Rating: Summary: UTTERLY BEAUTIFUL Review: so stunning, i first saw this film 6 years ago, and i have not seen a film that has come close!
Rating: Summary: EERIE BUT INTRIGUING. Review: First, this enigmatic film is NOT based on a true story. A group of school girls go on a school excursion to "Hanging Rock" in Victoria, Australia. The period is around early 1900s. Four girls decide to climb the rock along with a teacher. At the end of the day, only one hysterical girl can be found, and can shed no light on what happened to the others. Sound intriguing enough? This film asks more questions that it answers, inviting the viewer to dream up their own explanation for what happened to the girls.

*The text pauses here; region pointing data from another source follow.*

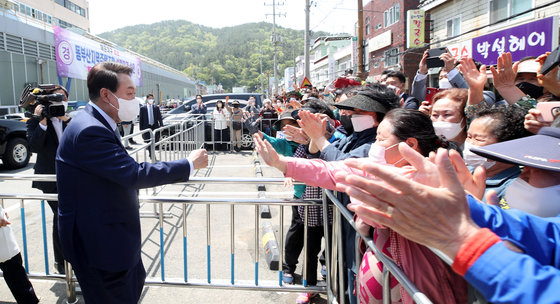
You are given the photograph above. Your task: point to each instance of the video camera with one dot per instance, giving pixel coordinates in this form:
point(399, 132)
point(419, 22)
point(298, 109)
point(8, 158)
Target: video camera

According to the Joan Lindsay novel's "missing chapter", the girls were sucked down a wormhole (or something), but I think both Lindsay and Weir were wise to leave this out. Which perhaps adds to the mystique. In all its nebulous beauty, the film actually does a remarkable job of capturing a resplendent mood. The Australian vistas are even more evocative than that of "The Piano" -- ethereal and brooding. This curious rock that hangs over the film with its menacing presence is given almost mythical status, and even to the viewer on the other side of the screen seems oddly alluring. Personally I'd have liked the ending to be a bit different, but hey, the movie is hauntingly memorable, and if it's any consolation, it's not until after the movie you may wish for a more clear-cut resolution.